Medibank has accused the Tasmanian branch of the Australian Medical Association of providing misleading information about its dispute with Calvary Health Care.
The private health insurer has been trying to negotiate a new contract with Calvary Health Care for five months but talks have stalled.
Medibank is refusing to fund certain outcomes in hospital, like surgical complications, falls and bed sores.
The current contract expires at the end of the month.
The Tasmanian head of the AMA, Tim Greenaway, has said if a new agreement is not signed it will put undue pressure on public hospitals.
“Patients will obviously need to be treated and if they’re not treated in private hospitals, they will by default need to be treated in the public hospitals,” Dr Greenaway said on Monday.
Medibank spokesman Ben Bowring said member coverage would not be impacted by the ongoing disagreement.
“Medibank will always pay for our members’ hospital treatments even if we don’t have a contract with the hospital,” he said.

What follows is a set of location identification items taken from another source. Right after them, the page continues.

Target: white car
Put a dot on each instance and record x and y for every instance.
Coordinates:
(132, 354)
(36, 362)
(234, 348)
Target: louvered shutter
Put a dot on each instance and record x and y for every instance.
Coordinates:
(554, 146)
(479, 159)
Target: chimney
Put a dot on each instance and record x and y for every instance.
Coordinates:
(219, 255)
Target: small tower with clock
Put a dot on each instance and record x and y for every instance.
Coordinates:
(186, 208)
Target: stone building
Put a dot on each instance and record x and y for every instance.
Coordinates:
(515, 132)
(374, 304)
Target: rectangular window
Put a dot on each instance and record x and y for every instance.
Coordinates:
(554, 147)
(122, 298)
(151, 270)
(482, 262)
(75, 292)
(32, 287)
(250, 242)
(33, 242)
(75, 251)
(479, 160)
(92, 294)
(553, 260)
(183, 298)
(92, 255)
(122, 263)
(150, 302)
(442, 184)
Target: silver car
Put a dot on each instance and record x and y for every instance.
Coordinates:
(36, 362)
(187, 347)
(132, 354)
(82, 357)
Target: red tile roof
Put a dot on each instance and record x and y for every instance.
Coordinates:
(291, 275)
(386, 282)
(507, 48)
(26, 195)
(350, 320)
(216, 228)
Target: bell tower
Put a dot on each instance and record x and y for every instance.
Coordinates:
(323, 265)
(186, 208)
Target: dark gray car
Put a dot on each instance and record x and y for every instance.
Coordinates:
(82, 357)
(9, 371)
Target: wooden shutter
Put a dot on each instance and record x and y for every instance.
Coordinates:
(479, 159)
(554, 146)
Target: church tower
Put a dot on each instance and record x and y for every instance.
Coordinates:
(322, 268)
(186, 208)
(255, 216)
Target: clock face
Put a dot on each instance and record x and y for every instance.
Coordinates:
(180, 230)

“The difference is without a contract a hospital can choose to charge our members additional costs.
“Many hospitals that we don’t have a contract with don’t, so if Calvary chooses to do so members should call us so we can do what we can to help.”
Medibank said it had put special arrangements in place to cover any out-of-pocket expenses incurred by members who are patients at Calvary hospitals for admissions up to the end of October this year.